# AAB's Raspberry/Chipotle Pork Tenderloin



## Ask-A-Butcher (Feb 9, 2008)

Here are two nice lean Pork Tenderloins that I've skinned of fat and coated with olive oil and a rub of commercial Adobo seasoning, granulated garlic and some dried Cilantro leaves.







To make the grilling easier and to prevent the narrow end (commonly called the 'tail') from becoming over done, I've flipped the tail under and kept in place with some butchers/kitchen twine. They will now go to a Food Saver bag and a few hours rest in the fridge.






These have been grilled direct on a raised grid, at approximately 400° on my Primo grill for 15-20 minutes, turning every 5 minutes or so. The last few minutes per side I brushed with a homemade Raspberry/Chipotle Sauce* (recipe at the end) and pulled from the grill at a temperature of 145° internal.






Ahhh...almost perfection, a hint of pink in the middle of the Pork Tenderloin. Notice how nice and juicy the meat is.






After arranging on the plate, I drizzled more of the Raspberry/Chipotle* mixture over the medallions. This was served with steamed broccoli and carrots. A bottle of Banrock Station Chardonnay complimented the meal. This is a another keeper recipe at our house.







*My Raspberry/Chipotle Sauce

This is nothing like the real thing, but I made do with a few ingredients on hand. For chili heads, I suggest you try the recipe as is and then add your extra heat. This has a pleasant sweet/peppery kick.

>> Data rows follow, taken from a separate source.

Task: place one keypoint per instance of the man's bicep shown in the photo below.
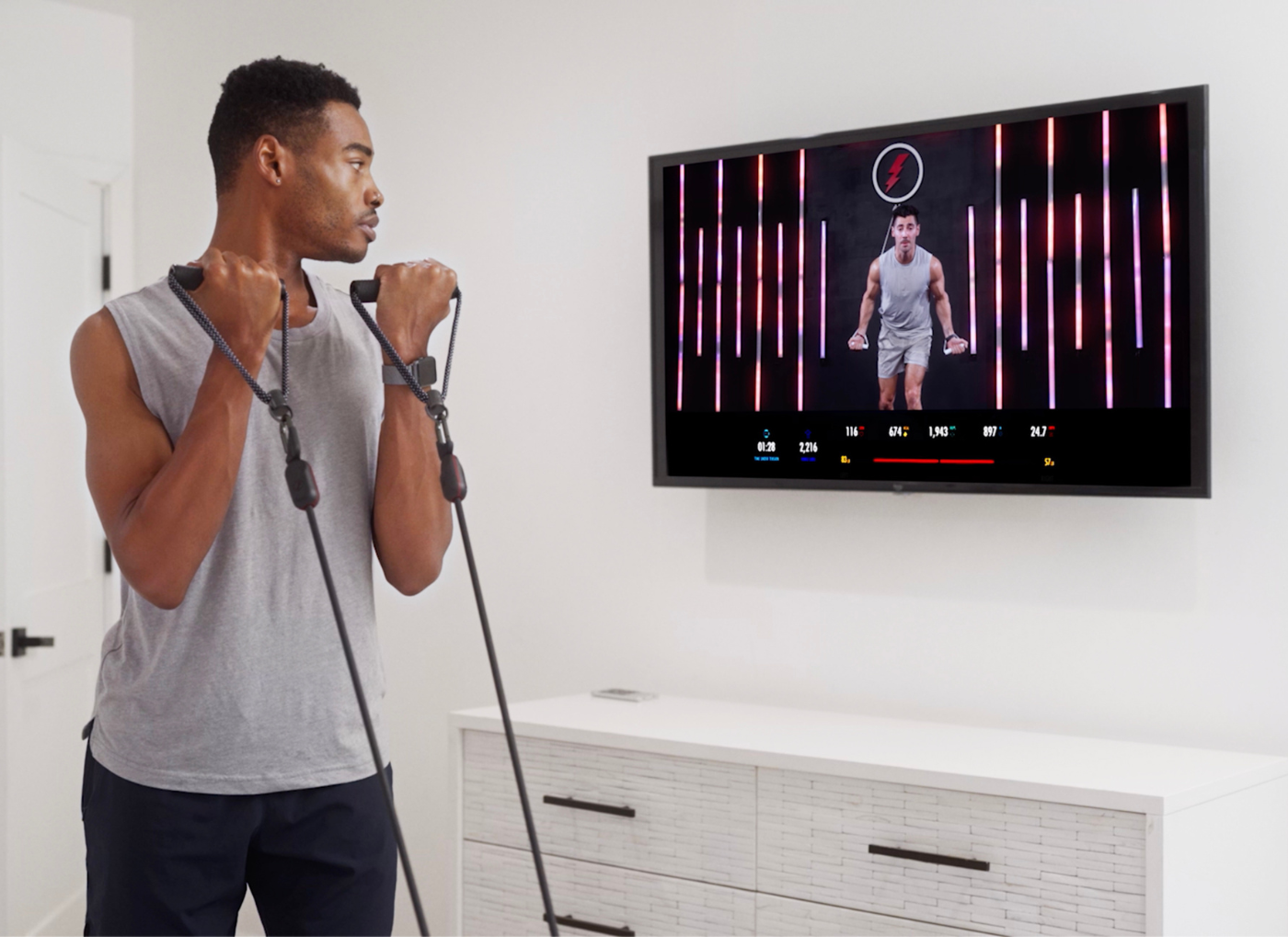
(125, 444)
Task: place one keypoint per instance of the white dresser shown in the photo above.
(683, 817)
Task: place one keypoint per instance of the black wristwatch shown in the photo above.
(424, 370)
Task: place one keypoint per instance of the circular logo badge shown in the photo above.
(897, 173)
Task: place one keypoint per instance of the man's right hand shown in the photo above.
(242, 299)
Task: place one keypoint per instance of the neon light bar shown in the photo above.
(1024, 274)
(679, 367)
(1077, 272)
(1110, 305)
(701, 264)
(1167, 260)
(1135, 254)
(1052, 263)
(760, 264)
(970, 246)
(997, 257)
(737, 322)
(936, 461)
(779, 289)
(822, 291)
(800, 293)
(719, 266)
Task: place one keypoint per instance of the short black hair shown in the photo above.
(277, 97)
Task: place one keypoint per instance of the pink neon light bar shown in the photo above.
(822, 290)
(1110, 304)
(737, 322)
(1077, 272)
(679, 367)
(1052, 263)
(800, 293)
(1167, 260)
(779, 289)
(997, 257)
(970, 247)
(760, 264)
(701, 264)
(1024, 274)
(719, 266)
(1135, 254)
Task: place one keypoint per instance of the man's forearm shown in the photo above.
(167, 529)
(866, 308)
(946, 317)
(411, 521)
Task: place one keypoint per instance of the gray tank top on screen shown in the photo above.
(904, 292)
(244, 689)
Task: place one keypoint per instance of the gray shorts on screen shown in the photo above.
(895, 349)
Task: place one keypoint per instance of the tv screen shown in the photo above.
(1001, 303)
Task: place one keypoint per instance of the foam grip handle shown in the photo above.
(451, 476)
(369, 290)
(190, 277)
(305, 486)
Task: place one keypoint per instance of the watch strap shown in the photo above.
(424, 370)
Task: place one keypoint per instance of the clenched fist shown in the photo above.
(414, 299)
(242, 298)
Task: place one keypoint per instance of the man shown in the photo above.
(227, 747)
(905, 279)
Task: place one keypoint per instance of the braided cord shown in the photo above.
(393, 356)
(209, 327)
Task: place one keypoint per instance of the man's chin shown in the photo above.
(344, 254)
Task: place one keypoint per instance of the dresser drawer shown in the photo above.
(1050, 868)
(679, 817)
(776, 917)
(501, 897)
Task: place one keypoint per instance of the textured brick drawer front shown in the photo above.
(779, 917)
(1052, 868)
(693, 818)
(501, 897)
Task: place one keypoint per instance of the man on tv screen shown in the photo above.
(905, 279)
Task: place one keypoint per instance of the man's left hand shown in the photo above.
(414, 299)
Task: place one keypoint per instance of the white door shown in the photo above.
(52, 566)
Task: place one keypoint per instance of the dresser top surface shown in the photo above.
(1097, 772)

½ cup Raspberry All Fruit (I used Polaners), no sugar added
¼ cup Raspberry 'Lite' Vinaigrette
¼ cup Chipotle Grilling Sauce (found in the bbq sauce section of the store)
approx ½ tsp granulated garlic
approx ½ tsp Cayenne pepper

Put all ingredients into a small saucepan. Mix well and turn stove onto low heat, stir occasionally until a slow simmer and cook until sauce has thickened and reduced by about 25%. Yield, approx ¾ cup. This can be used as a grilling sauce or a dipping sauce at the table. It would be great with chicken and fish, too.


----------



## kitchenelf (Feb 9, 2008)

GEEZ - that looks terrible - absolutely icky - (that's my story and I'm sticking to it).  I'm going to have to up the size of my pants because of you!   I already "warned" you that the "bigger" clothing bill is headed your way


----------



## Maverick2272 (Feb 10, 2008)

Hey! Now I know what to do with my Goya Adobo, thanks!


----------



## Ask-A-Butcher (Feb 10, 2008)

Maverick2272 said:


> Hey! Now I know what to do with my Goya Adobo, thanks!



It's great on chicken and fish, too!


----------



## john a (Feb 11, 2008)

Nice looking tenderloins. Gone are the days when we use to cook pork until it was like a dried up old shoe, thank goodness.


----------